Spanning-Tree Deep Dive: Convergence, Topology changes, BPDU formats, Uplinkfast, Backbonefast

In this post we're going to examine how Spanning-Tree converges when we enable/disable interfaces, or add new switches to an existing topology. We're going to examine the different BPDU types the switches send to each other during topology change for both the classic Spanning-Tree protocol (802.1d) and for the Rapid STP (802.1w) as well. This is rather an advanced topic, but definitely needed if you're learning for the CCNP ENCOR for example. So I won't start from zero and show how the Root Bridge is elected, and how to calculate the Root Path Cost for example. The topology we're going to work with is relatively simple:

STP Deep Dive topology

For the sake of simplicity I only have a single VLAN, the default VLAN 1, I set the priority of SW1 to 0, so SW1 is the Root Bridge in this topology. You can also see the port states on the topology diagram in the stable state of the topology (D=Designated, R=Root, B=Blocked [Alternate]). This is how the output of the show spanning-tree on SW4 for example:

SW4#show spanning-tree

VLAN0001
  Spanning tree enabled protocol ieee
  Root ID    Priority    1
             Address     5254.0004.bbc1
             Cost        8
             Port        1 (GigabitEthernet0/0)
             Hello Time   2 sec  Max Age 20 sec  Forward Delay 15 sec

  Bridge ID  Priority    32769  (priority 32768 sys-id-ext 1)
             Address     5254.0011.49ab
             Hello Time   2 sec  Max Age 20 sec  Forward Delay 15 sec
             Aging Time  300 sec

Interface           Role Sts Cost      Prio.Nbr Type
------------------- ---- --- --------- -------- --------------------------------
Gi0/0               Root FWD 4         128.1    P2p 
Gi0/1               Altn BLK 4         128.2    P2p 
Gi0/2               Desg FWD 4         128.3    P2p Edge 

I enabled Portfast on G0/2 (I did the same on SW3), so it shows P2p Edge in the Type column, we'll see later that the switches don't generate TCN BPDUs when a Portfast enabled interface changes its state (goes up or down). As you can see we're running ieee aka. classic Spanning-Tree (so Rapid STP is not enabled at this point on any switches), Cisco has his own implementation of classic STP, called PVST which allows to define a different STP instance for each VLAN. The Priority (1) above in the output is basically the System ID Extension which is the Bridge Priority (which I set to 0 on SW1) + the VLAN ID (which is 1 in this case). So the Priority here is a bit deceptive, it's not the actual priority you would set on the Root Bridge, but it's the System ID Extension. In the followings we're going to take a look at how Spanning-Tree converges when we enable/disable interfaces or add new switches to an existing topology.

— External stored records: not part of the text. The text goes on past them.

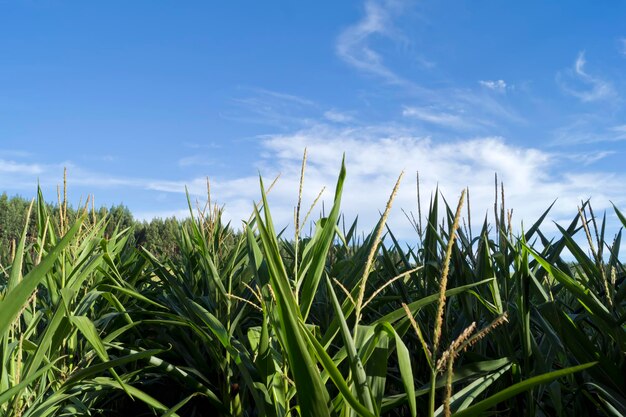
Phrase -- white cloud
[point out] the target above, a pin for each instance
(590, 88)
(353, 44)
(586, 129)
(431, 115)
(495, 85)
(18, 168)
(375, 156)
(195, 160)
(338, 117)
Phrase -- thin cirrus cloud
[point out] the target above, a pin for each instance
(495, 85)
(578, 82)
(354, 43)
(530, 177)
(375, 156)
(436, 117)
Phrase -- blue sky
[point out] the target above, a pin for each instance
(139, 99)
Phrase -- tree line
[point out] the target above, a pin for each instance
(158, 235)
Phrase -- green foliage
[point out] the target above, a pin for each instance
(103, 315)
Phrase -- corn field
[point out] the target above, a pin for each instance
(248, 322)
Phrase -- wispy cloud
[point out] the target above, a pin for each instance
(434, 116)
(589, 158)
(354, 43)
(589, 88)
(589, 129)
(338, 117)
(495, 85)
(375, 155)
(18, 168)
(195, 160)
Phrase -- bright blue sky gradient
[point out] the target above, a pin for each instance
(139, 99)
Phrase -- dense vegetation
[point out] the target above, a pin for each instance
(254, 324)
(158, 235)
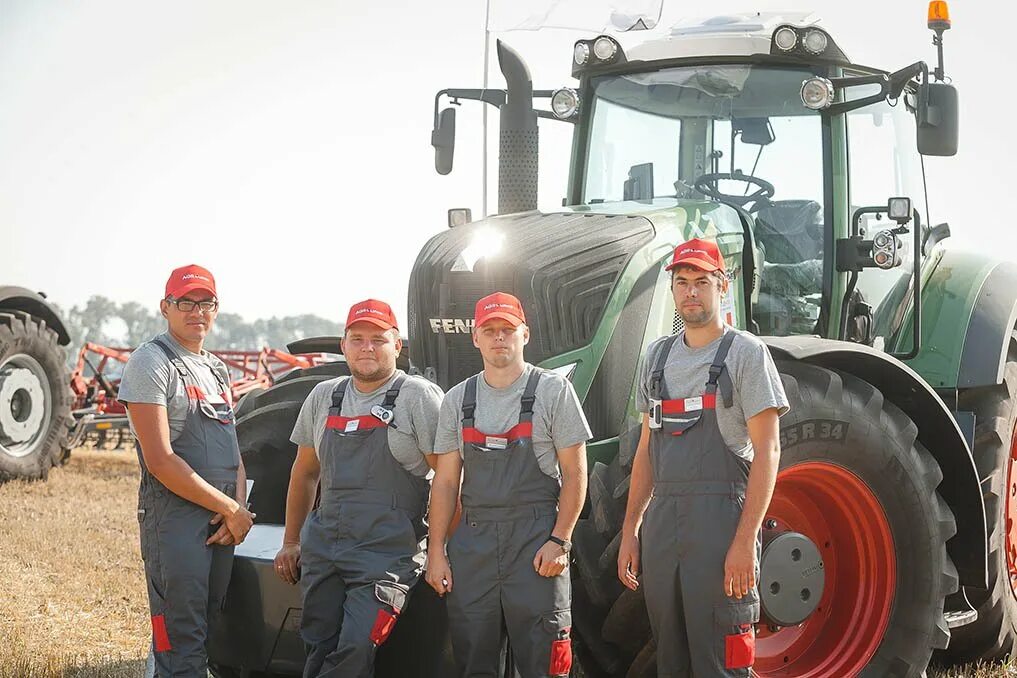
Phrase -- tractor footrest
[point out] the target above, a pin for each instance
(960, 617)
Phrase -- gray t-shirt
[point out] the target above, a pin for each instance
(416, 416)
(558, 421)
(754, 376)
(150, 377)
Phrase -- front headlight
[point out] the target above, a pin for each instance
(817, 94)
(564, 103)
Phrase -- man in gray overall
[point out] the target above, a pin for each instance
(368, 440)
(191, 502)
(519, 437)
(704, 474)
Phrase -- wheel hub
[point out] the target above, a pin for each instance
(791, 578)
(24, 405)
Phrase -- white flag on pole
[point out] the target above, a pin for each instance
(593, 15)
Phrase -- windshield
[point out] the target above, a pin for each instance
(734, 133)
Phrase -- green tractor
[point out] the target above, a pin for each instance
(891, 534)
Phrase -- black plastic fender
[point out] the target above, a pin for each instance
(938, 431)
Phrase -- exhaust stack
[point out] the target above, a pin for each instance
(518, 142)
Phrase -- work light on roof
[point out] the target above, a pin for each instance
(564, 103)
(604, 48)
(785, 38)
(817, 94)
(581, 54)
(816, 42)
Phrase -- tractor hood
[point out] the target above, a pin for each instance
(562, 266)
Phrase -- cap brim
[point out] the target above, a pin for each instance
(374, 321)
(190, 287)
(515, 320)
(702, 264)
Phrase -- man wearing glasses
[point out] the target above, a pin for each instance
(192, 499)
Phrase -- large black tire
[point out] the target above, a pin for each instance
(878, 444)
(35, 397)
(992, 635)
(265, 420)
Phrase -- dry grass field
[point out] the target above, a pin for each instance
(72, 601)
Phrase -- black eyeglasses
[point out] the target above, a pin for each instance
(187, 305)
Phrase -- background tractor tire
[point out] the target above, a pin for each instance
(992, 635)
(35, 397)
(853, 477)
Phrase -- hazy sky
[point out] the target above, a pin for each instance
(286, 145)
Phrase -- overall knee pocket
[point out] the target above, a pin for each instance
(733, 622)
(557, 626)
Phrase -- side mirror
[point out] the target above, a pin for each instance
(938, 119)
(443, 140)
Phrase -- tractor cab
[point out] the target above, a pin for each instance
(766, 115)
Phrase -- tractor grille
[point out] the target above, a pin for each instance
(561, 266)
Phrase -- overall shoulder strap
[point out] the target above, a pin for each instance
(470, 401)
(338, 393)
(175, 360)
(719, 374)
(529, 394)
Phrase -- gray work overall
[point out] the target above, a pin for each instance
(699, 490)
(187, 579)
(361, 549)
(510, 506)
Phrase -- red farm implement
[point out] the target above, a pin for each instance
(101, 420)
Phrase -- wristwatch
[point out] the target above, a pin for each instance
(563, 543)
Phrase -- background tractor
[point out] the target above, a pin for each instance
(891, 535)
(35, 385)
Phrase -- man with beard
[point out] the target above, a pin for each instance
(704, 473)
(191, 502)
(516, 434)
(368, 439)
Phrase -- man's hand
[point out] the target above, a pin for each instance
(629, 561)
(223, 537)
(288, 563)
(550, 560)
(739, 567)
(239, 522)
(438, 573)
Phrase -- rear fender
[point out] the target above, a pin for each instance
(20, 299)
(938, 431)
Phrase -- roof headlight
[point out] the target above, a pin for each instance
(604, 48)
(581, 54)
(817, 94)
(785, 39)
(564, 103)
(816, 42)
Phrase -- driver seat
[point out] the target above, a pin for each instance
(790, 231)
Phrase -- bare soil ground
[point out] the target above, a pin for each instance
(72, 600)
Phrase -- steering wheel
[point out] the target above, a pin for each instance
(709, 185)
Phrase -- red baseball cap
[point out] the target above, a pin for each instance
(373, 311)
(702, 254)
(498, 305)
(188, 279)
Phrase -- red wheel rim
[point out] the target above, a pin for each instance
(841, 514)
(1011, 515)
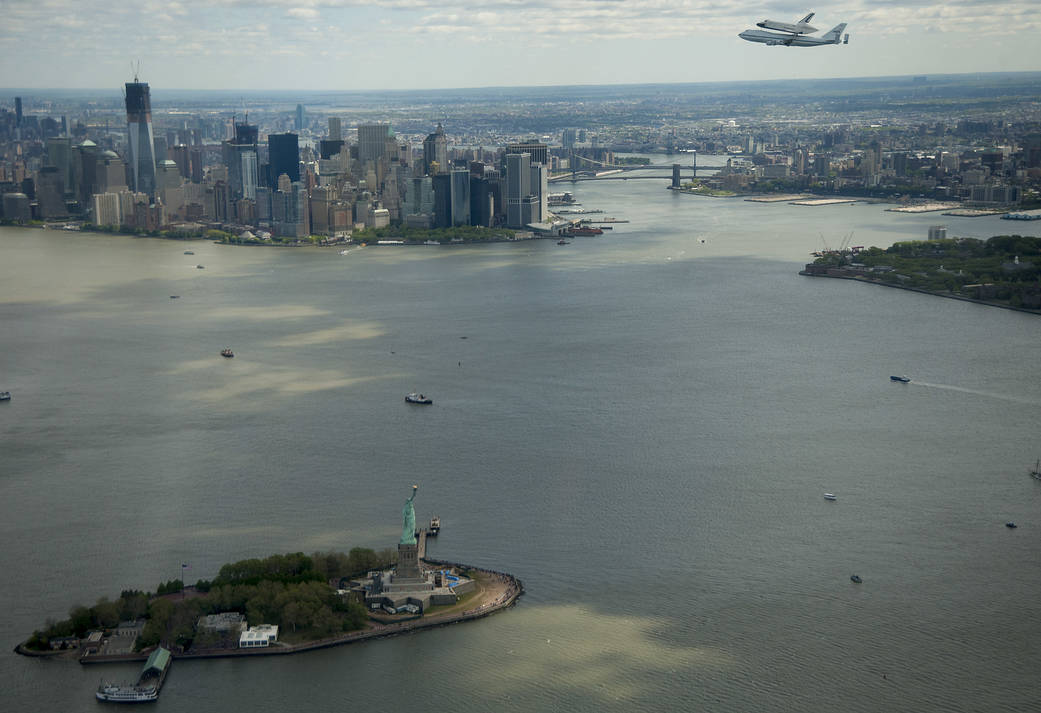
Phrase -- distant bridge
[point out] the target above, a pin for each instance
(609, 171)
(665, 173)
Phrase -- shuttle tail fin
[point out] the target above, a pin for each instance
(835, 34)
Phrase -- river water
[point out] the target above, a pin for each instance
(640, 426)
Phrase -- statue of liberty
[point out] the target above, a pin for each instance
(408, 520)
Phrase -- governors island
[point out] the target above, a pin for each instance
(283, 604)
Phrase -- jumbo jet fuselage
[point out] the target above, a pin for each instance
(833, 37)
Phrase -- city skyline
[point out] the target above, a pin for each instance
(414, 44)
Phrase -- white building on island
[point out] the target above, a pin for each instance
(261, 635)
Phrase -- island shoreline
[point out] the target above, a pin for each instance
(513, 591)
(962, 298)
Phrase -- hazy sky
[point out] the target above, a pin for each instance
(411, 44)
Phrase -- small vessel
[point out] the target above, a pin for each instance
(147, 686)
(584, 230)
(113, 693)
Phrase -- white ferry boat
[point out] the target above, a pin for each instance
(113, 693)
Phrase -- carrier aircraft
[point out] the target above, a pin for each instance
(794, 33)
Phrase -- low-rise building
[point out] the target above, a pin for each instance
(261, 635)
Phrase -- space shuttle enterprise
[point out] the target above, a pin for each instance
(794, 33)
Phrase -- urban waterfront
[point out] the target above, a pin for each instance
(640, 426)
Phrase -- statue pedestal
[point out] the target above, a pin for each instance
(408, 563)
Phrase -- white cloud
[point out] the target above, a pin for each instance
(234, 35)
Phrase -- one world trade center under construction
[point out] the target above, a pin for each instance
(140, 141)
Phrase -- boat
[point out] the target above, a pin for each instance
(113, 693)
(584, 230)
(148, 685)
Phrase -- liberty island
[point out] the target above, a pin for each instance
(416, 593)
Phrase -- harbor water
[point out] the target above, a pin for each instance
(640, 426)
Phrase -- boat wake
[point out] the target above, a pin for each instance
(990, 395)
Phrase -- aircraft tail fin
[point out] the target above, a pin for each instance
(835, 34)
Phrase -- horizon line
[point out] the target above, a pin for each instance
(536, 86)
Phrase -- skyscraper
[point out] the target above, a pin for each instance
(373, 141)
(141, 143)
(240, 157)
(435, 149)
(283, 157)
(460, 197)
(517, 188)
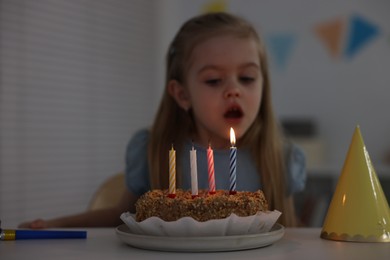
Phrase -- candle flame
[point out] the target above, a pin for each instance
(232, 137)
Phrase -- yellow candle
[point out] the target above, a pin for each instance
(172, 172)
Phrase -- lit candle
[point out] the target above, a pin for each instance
(233, 162)
(194, 173)
(172, 173)
(210, 164)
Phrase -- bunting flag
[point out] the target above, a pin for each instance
(280, 47)
(331, 35)
(361, 33)
(215, 6)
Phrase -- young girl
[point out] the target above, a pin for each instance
(217, 78)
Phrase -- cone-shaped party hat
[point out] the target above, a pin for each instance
(359, 210)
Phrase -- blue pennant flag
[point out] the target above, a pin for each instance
(360, 34)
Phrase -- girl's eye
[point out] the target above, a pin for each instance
(213, 82)
(247, 80)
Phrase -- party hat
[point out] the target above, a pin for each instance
(359, 210)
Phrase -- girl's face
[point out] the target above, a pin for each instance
(224, 87)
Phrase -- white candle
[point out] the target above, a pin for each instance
(194, 173)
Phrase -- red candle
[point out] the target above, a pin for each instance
(210, 164)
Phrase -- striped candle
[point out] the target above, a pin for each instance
(194, 173)
(172, 173)
(210, 164)
(233, 162)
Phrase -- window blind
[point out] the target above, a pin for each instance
(76, 82)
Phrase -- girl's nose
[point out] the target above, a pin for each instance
(232, 91)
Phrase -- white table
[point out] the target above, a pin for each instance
(103, 243)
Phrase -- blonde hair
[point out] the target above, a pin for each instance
(174, 125)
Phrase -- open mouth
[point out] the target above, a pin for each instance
(233, 113)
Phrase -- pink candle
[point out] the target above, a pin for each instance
(210, 164)
(172, 173)
(233, 162)
(194, 173)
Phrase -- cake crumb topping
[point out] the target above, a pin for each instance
(202, 208)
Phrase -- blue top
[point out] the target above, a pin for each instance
(248, 179)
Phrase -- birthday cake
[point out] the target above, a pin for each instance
(205, 206)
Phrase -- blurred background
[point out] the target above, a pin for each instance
(78, 78)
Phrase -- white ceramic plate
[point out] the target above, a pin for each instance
(200, 244)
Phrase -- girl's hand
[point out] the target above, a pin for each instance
(36, 224)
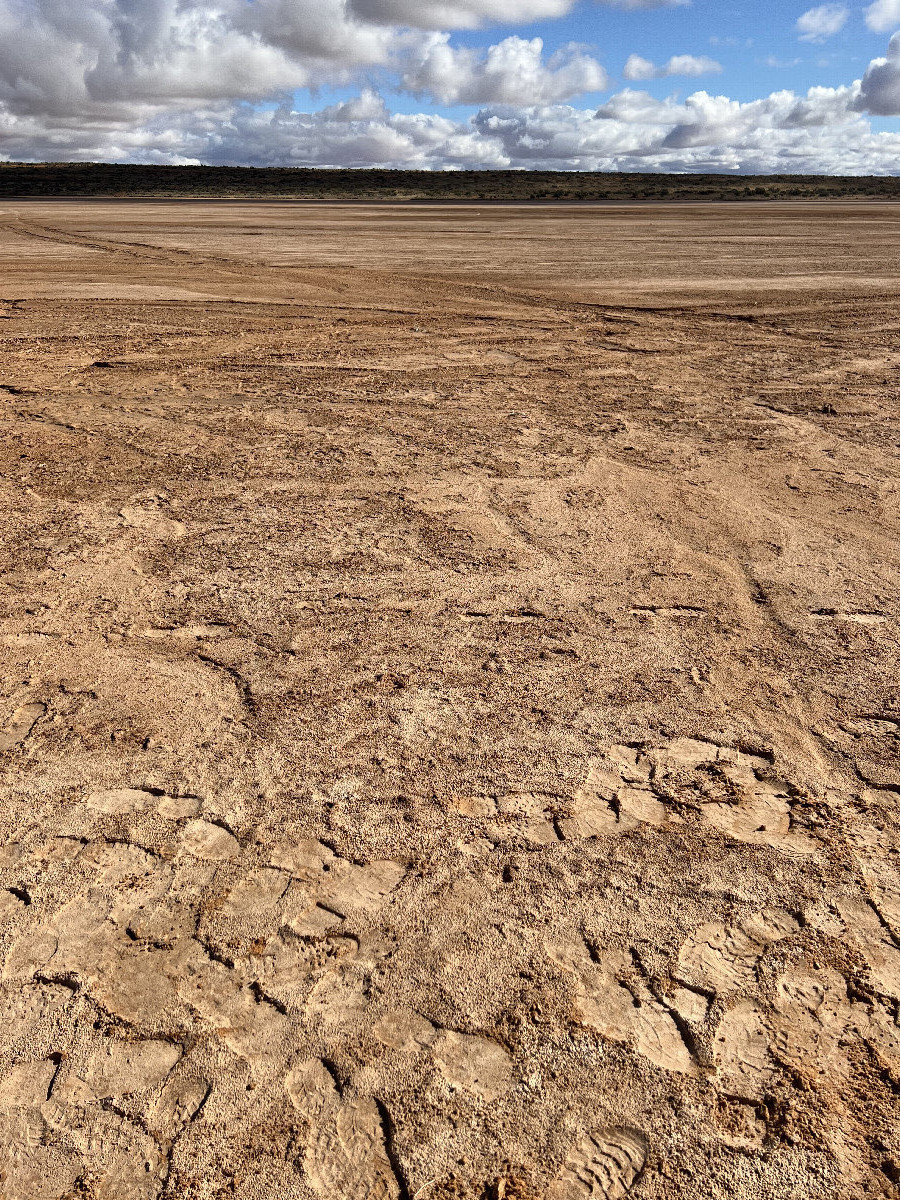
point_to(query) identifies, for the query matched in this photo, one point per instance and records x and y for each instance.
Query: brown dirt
(450, 712)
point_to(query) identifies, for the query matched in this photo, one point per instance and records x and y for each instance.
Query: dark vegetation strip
(73, 180)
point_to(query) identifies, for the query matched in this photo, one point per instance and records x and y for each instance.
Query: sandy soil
(450, 707)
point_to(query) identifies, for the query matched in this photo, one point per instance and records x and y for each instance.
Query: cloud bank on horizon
(443, 84)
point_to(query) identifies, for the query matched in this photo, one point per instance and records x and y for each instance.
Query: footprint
(178, 1104)
(605, 1164)
(625, 1011)
(249, 1025)
(19, 725)
(616, 797)
(124, 1162)
(811, 1012)
(724, 958)
(742, 1051)
(346, 1156)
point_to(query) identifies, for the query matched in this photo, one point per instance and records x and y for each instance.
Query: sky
(679, 85)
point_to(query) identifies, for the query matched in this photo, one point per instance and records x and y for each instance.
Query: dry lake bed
(450, 702)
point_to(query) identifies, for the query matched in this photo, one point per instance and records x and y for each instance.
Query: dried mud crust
(442, 755)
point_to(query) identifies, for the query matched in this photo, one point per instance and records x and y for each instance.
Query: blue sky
(447, 84)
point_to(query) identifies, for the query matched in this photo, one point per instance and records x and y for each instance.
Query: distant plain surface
(450, 715)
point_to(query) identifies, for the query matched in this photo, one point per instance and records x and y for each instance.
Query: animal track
(605, 1164)
(21, 724)
(742, 1051)
(723, 958)
(629, 786)
(613, 1000)
(346, 1152)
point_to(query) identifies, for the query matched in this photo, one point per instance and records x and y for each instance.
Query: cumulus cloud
(181, 81)
(883, 16)
(821, 23)
(880, 88)
(637, 69)
(513, 72)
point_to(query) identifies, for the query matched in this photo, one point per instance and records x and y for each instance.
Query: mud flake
(19, 725)
(121, 1068)
(347, 1155)
(724, 958)
(203, 839)
(120, 801)
(178, 808)
(405, 1030)
(311, 1089)
(742, 1051)
(361, 888)
(257, 894)
(475, 1063)
(27, 1085)
(11, 905)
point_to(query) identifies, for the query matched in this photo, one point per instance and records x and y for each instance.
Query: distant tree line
(66, 179)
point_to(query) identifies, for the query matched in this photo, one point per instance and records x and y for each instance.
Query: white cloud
(880, 88)
(637, 69)
(883, 16)
(513, 72)
(821, 23)
(179, 81)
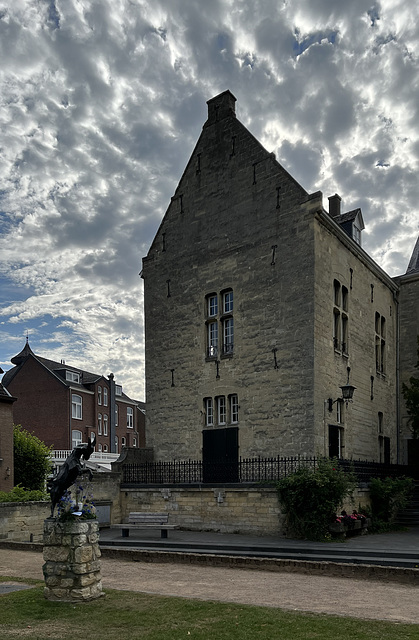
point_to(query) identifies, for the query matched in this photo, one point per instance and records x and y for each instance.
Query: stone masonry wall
(72, 564)
(23, 521)
(247, 511)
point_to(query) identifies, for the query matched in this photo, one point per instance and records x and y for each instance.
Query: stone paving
(352, 597)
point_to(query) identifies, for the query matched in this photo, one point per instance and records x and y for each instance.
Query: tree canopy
(32, 459)
(411, 397)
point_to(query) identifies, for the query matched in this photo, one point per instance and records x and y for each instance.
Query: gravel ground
(318, 594)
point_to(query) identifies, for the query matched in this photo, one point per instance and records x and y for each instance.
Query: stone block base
(72, 564)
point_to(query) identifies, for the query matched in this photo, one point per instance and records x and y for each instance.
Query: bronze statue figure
(69, 472)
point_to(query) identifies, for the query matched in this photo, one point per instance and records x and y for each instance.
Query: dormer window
(72, 376)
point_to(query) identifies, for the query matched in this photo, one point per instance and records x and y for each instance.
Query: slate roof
(58, 369)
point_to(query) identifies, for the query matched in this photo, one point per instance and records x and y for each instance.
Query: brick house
(260, 305)
(6, 439)
(64, 405)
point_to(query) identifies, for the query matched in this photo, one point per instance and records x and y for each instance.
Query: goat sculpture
(69, 472)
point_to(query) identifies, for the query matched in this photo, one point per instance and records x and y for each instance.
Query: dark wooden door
(220, 455)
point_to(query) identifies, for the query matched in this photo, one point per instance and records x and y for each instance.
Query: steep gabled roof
(57, 369)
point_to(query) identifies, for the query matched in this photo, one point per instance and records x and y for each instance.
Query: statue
(69, 472)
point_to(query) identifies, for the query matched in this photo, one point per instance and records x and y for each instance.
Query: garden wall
(23, 521)
(227, 510)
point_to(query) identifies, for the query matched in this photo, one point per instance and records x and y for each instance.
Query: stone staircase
(409, 517)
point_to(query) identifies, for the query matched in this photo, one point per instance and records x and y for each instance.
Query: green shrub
(19, 494)
(310, 498)
(388, 497)
(32, 459)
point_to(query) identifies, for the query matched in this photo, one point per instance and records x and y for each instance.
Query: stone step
(360, 556)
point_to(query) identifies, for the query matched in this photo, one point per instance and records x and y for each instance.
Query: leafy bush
(388, 497)
(32, 459)
(19, 494)
(310, 498)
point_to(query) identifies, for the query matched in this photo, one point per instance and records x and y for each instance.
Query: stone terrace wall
(23, 521)
(228, 510)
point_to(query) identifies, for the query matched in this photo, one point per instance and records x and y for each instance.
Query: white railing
(59, 455)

Scenario No. 1 - Disconnect the link between SW3 and SW4

First of all I'm going to turn on the following debugging on all of the switches, so that we can examine what's happening in the background when we mess up with the topology:

SW4#debug spanning-tree events 
Spanning Tree event debugging is on

In CML I simply disconnect the link with the "Disconnect" button:

The interfaces on both sides are now in the down/down state, so we're simulating a link failure. This is what happens on SW4:

*Oct 25 09:42:13.647: %LINEPROTO-5-UPDOWN: Line protocol on Interface GigabitEthernet0/0, changed state to down
*Oct 25 09:42:14.647: %LINK-3-UPDOWN: Interface GigabitEthernet0/0, changed state to down
*Oct 25 09:42:30.385: STP: VLAN0001 new root port Gi0/1, cost 8
*Oct 25 09:42:30.385: STP: VLAN0001 Gi0/1 -> listening
*Oct 25 09:42:45.385: STP: VLAN0001 Gi0/1 -> learning
*Oct 25 09:43:00.385: STP[1]: Generating TC trap for port GigabitEthernet0/1
*Oct 25 09:43:00.386: STP: VLAN0001 sent Topology Change Notice on Gi0/1
*Oct 25 09:43:00.386: STP: VLAN0001 Gi0/1 -> forwarding

SW4 expects to receive BPDUs from the Root Bridge on interface G0/0 since this is his Root port. SW4 waits until the Max Age timer (~20 seconds) expires, declares his upstream neighbor (SW3) dead, and then he chooses a new Root port, which will be G0/1 because this interface has the lowest Root cost. Now he has to go though the Listening and Learning states which takes two times 15 seconds. Once the port turns into the Forwarding state, SW4 generates a Topology Change Notification (TCN) BPDU and sends out on his new Root port G0/1. Let's take a look at this BPDU:

Note: On a real physical equipment SW3 would also generates a TCN because his interface G0/1 goes down, and STP would stop running on that interface. Unfortunately the emulation of IOS switches in CML and GNS3 has some issues: even if the port goes down operationally, STP still operational, and the switch shows that G0/1 is still designated and forwarding. If you shut down the interface administratively, then STP will actually stop running on the interface and the switch will actually generate a TCN (I'll show this later), but the emulated environment unfortunately can't handle a link failure and couldn't detect if a port goes down. This is a limitation of GNS3 and CML (I suppose the same thing is true for EVE-NG).

TCN BPDU from SW4
TCN BPDU from SW4 sent out his root port G0/1 towards SW2, his new upstream neighbor

In the stable state of the topology only the Root Bridge (SW1 in this case) is allowed to send BPDUs. The downstream switches receive this BPDU on their Root Port, they increase the Root Path Cost with their interface cost which they received the BPDU on, and then forward it out of their designated ports towards the other downstream switches. These BPDUs are called Configuration BPDUs. However when something happens in the topology, other switches are also allowed to send TCN BPDUs out of their Root Port towards their upstream neighbor. So when do the switches actually send these TCN BPDUs? With the classic 802.1d Spanning Tree switches send TCNs when any of their ports transitions to the Forwarding state or when a port in a Listening or Forwarding state turns into the Blocking state.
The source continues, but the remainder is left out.